LAWRENCEVILLE - Look at the date at the top of this page. It says April 15.
There was something you meant to do by April 15, wasn't there? Oh, that's right - taxes are due!
If you've forgotten tax day this year - and it's more likely that you've been trying to ignore it than that it's escaped your memory - don't panic. Because today's Saturday (that is why you're still in your pajamas, isn't it?), one of the most notorious dates on Americans' calendars has been delayed two days.
For you procrastinators out there, that means no mad rush to the post office tonight to mail off your tax return. Instead, the lines that snake around the building will be saved for Monday, as 13 metro Atlanta post offices will keep their doors open until midnight to make sure everyone gets that all-important April 17 postmark.
In Gwinnett, only the Boggs Road Postal Store will be open late. The Duluth post office, at 1605 Boggs Road, will be staffed from 9 a.m. until midnight.
It's been a few years since April 15 fell on a weekend. Michael Miles, communications director for the Atlanta district of the U.S. Postal Service, said some people don't know about the altered due date. Still, he expects to get more than 2 million pieces of mail through area post offices Monday, his busiest day of the year.

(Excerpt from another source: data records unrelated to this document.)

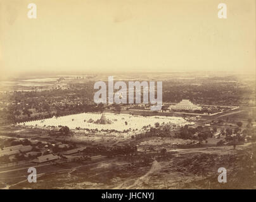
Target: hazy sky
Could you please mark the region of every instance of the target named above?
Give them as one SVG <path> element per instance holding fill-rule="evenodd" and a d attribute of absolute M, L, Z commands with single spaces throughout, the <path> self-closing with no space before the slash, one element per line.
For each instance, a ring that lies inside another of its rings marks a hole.
<path fill-rule="evenodd" d="M 0 0 L 0 67 L 255 72 L 255 0 Z"/>

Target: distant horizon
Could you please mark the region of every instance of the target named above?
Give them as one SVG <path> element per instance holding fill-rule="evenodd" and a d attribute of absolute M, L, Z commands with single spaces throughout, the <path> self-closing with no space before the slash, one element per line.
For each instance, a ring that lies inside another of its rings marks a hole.
<path fill-rule="evenodd" d="M 2 0 L 1 74 L 256 73 L 255 1 Z"/>

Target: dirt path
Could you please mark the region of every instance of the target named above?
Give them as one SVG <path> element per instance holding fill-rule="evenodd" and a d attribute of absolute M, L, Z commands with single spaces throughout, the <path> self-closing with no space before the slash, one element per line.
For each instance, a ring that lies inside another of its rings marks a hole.
<path fill-rule="evenodd" d="M 149 180 L 149 175 L 150 175 L 150 174 L 154 173 L 155 172 L 160 170 L 160 168 L 161 165 L 160 165 L 160 163 L 157 160 L 155 160 L 152 163 L 152 166 L 150 168 L 150 170 L 148 170 L 148 172 L 145 174 L 144 175 L 137 179 L 132 184 L 131 184 L 133 181 L 133 180 L 129 179 L 125 181 L 120 185 L 113 188 L 113 189 L 129 189 L 140 188 L 141 187 L 141 184 L 143 182 L 145 182 Z"/>

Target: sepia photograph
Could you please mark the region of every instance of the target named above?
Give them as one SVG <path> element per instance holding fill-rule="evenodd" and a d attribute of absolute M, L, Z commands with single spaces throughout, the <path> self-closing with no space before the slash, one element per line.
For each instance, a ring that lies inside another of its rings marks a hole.
<path fill-rule="evenodd" d="M 255 35 L 255 0 L 0 0 L 0 189 L 256 189 Z"/>

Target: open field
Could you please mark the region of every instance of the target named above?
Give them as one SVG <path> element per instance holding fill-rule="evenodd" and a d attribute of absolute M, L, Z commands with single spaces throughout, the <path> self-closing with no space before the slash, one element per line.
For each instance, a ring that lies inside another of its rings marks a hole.
<path fill-rule="evenodd" d="M 165 157 L 156 155 L 157 160 L 151 162 L 138 156 L 103 158 L 84 165 L 41 166 L 37 169 L 36 183 L 26 181 L 27 169 L 0 171 L 0 179 L 2 187 L 8 189 L 256 188 L 255 152 L 255 145 L 236 150 L 186 149 Z M 227 170 L 224 184 L 217 181 L 220 167 Z"/>
<path fill-rule="evenodd" d="M 170 122 L 178 126 L 182 126 L 188 122 L 183 118 L 177 117 L 151 116 L 145 117 L 141 116 L 131 116 L 123 114 L 105 113 L 105 114 L 106 115 L 106 118 L 112 122 L 111 124 L 103 124 L 93 122 L 93 121 L 96 121 L 101 119 L 101 114 L 82 113 L 22 122 L 18 125 L 39 127 L 44 127 L 44 126 L 53 126 L 55 127 L 67 126 L 73 129 L 76 128 L 80 128 L 92 130 L 108 129 L 122 132 L 124 130 L 129 129 L 141 130 L 143 126 L 154 126 L 156 122 L 159 124 Z"/>

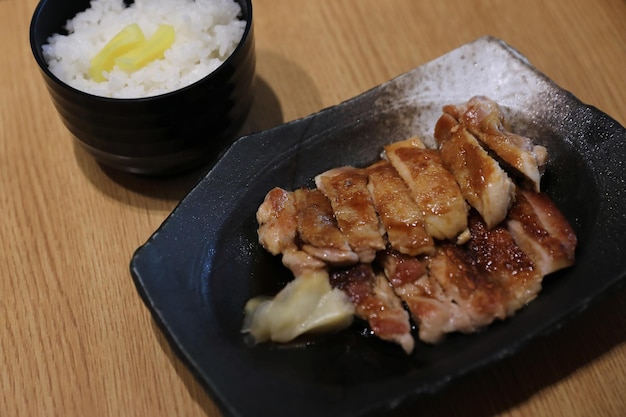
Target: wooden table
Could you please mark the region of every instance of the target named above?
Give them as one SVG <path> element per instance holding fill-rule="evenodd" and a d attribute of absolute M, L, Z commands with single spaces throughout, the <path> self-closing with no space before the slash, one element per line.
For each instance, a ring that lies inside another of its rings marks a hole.
<path fill-rule="evenodd" d="M 35 4 L 0 0 L 0 415 L 218 416 L 128 268 L 199 174 L 136 178 L 74 148 L 30 51 Z M 259 88 L 250 130 L 337 104 L 483 35 L 507 41 L 626 124 L 624 0 L 254 6 Z M 396 415 L 624 416 L 625 311 L 622 290 Z"/>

"I've gotten some calls that suggest that people aren't necessarily aware of the deadline," he said. "I'm really surprised. April 15 is a date that gets on all the calendars."
Lines were moving quickly at the Patterson Road Post Office on Friday afternoon, and most of the people there had already mailed off their taxes. Cheryl Skelton thought she'd get a refund, and has been done since February, while Angie Hendrickson did hers online Thursday.
But Mary Pugh, Ricardo Ferrari, and 30 percent of all taxpayers had not filed their taxes by the middle of last week, according to a survey by tax preparation and consulting service H&R Block.
Heather Albert, a local district manager at the company, said filers tend to be divided into two groups: those who are anticipating a refund file their tax returns early, while the procrastinators often don't want to acknowledge that they owe the government money.
"If they think they owe and they don't want to face it, they put it off and put it off," she said. "The majority of people have a feeling. If they're pretty sure they're going to owe, they put off finding out their destiny until the last minute."
Albert said the Easter weekend, when even procrastinators want to spend time with their families, will only add to the rush at the end. H&R Block will be open Sunday, she said, and until 10 p.m. Monday, or until the last filer comes through.
Miles said he has even seen people show up at the post office on filing day looking for forms and filling them out as they stood in line. The same habits that cause people to delay until the 15th each year will cause them to wait until the 17th instead.
"It's human nature," he said.
The governor's office is trying to ease the pain with some new tax breaks - a $15,000 retirement income exemption for taxpayers over 62 and a $250 teacher tax cut for the purchase of school supplies - but even the governor's claim that Georgia taxpayers have one of the lowest state tax burdens in the nation doesn't make local residents keen on paying their taxes.
Skelton said she wished there was more accountability for the money the government spends, and Pugh, who mailed her taxes Friday, said she wouldn't mind paying if she thought the money was being used wisely.
But even though she usually waits until nearly the last minute to send them off, she isn't trying to avoid it, Pugh said - a busy life just gets in the way.
Hendrickson said taxes are just a necessity.
"It's the only thing that's constant in this world," she said.
Well, not exactly. After all, if it was constant, you'd be changing out of your pajamas and rushing to the post office, tax forms in hand. After all, it is April 15.